57 year old Steve Payne, who played in the NHL for 10 years, says that, medical examinations show his brain resembles that of someone who is a decade older, and it is a clear result of the repeated concussions during his playing days. Dan LaCouture, another ex-player, who suffers from various neurodegenerative symptoms, had about 20 concussions during his 11-year sting in the league. The lawsuit against NHL for the death of Steve Montador due to chronic traumatic encephelopathy (CTE), has also been recently consolidated with the class-action suit.
It is going to be an uphill battle for the players to prove their case that the NHL had information about long term players safety and deliberately ignored it. Unlike the NFL lawsuit, the NHL is not even open for any negotiations for a settlement, and are instead looking for the case to be dismissed.

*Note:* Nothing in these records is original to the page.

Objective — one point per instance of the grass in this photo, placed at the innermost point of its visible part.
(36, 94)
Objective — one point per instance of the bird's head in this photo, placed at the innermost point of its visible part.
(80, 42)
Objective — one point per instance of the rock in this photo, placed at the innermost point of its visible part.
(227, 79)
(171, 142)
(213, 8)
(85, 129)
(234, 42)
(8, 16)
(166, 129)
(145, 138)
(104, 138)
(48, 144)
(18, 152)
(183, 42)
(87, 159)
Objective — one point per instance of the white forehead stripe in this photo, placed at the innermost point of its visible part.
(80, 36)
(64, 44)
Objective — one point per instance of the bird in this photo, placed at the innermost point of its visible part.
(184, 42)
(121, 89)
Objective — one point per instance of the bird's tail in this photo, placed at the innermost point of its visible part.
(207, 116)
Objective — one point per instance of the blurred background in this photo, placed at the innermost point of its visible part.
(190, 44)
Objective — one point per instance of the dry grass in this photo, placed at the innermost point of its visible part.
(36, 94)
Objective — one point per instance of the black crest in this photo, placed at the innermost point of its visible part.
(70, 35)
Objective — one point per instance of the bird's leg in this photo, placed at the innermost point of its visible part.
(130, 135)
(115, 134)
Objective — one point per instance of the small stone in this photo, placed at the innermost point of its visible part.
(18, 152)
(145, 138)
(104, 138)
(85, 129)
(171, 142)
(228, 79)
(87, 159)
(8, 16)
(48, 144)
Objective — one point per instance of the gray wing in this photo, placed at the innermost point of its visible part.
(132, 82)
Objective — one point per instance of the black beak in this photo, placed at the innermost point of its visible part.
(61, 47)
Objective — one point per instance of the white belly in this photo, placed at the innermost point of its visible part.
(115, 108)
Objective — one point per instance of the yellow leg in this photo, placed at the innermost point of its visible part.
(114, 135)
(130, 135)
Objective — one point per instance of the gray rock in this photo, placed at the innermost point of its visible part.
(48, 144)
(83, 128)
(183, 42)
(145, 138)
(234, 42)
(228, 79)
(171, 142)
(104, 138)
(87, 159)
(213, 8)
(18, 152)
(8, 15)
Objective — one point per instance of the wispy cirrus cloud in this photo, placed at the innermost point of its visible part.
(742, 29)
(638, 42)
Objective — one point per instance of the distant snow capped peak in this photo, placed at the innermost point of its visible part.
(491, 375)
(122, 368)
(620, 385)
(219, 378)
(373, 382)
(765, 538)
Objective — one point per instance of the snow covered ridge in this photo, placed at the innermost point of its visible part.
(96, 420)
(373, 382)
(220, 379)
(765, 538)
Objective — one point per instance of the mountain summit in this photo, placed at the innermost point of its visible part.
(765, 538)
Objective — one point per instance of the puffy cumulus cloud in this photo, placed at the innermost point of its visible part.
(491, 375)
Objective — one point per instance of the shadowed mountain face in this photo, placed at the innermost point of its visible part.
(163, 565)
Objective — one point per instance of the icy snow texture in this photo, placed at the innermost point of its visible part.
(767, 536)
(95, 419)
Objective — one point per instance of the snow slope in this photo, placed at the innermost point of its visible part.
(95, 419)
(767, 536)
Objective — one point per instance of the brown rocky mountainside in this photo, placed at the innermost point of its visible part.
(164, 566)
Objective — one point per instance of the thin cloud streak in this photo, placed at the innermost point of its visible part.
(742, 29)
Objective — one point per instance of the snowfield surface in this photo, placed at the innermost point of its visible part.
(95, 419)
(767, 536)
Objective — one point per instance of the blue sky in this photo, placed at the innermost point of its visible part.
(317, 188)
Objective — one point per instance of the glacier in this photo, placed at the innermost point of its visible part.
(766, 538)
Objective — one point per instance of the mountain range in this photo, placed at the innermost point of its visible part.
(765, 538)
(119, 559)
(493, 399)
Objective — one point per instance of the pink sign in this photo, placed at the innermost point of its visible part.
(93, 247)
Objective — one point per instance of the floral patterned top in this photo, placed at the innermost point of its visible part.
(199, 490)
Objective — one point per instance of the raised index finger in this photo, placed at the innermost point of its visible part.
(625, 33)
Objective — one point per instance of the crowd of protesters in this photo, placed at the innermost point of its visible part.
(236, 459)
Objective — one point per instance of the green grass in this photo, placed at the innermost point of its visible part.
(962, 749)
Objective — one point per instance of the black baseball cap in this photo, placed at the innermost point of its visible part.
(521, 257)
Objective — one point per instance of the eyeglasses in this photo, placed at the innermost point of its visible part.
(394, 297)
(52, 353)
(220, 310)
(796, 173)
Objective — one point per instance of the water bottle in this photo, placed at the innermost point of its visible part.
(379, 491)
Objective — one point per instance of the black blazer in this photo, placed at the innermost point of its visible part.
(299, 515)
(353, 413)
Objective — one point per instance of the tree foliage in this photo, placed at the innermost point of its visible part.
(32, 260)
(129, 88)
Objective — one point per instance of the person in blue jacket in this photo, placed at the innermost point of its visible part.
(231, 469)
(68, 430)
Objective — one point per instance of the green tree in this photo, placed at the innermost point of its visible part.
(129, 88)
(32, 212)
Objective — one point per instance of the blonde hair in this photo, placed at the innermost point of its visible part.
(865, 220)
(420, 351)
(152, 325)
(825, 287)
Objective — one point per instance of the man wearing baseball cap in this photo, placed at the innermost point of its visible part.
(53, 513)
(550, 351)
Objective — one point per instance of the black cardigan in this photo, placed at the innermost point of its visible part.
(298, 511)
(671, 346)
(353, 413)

From the couple million documents that were submitted for the case, the NHL is very confident about its position, which was evident from an internal memo, in which, the league prides itself in the leadership role it takes in study diagnosis and prevention of concussions, and mentions the lack of any evidence that support the plaintiff’s claims.
The league however is not finding it easy to be done with it as soon as it would like. An earlier motion to dismiss the case was denied, and there is another hearing scheduled in March in which the NHL will argue that based on collective bargaining agreement, the responsibility for players safety should fall under the purview of players association.
In the mean time, an email sent by Julie Grand was uncovered, where she was dismissive about exploring long-term brain injuries due to concussion among ex-players. Though it’s not legally damaging, it leaves the league in a bad light in current state of things.
If the case does not reach a settlement and goes to trial, it will be a long fought battle and a resolution will not be reached until the later part of 2017.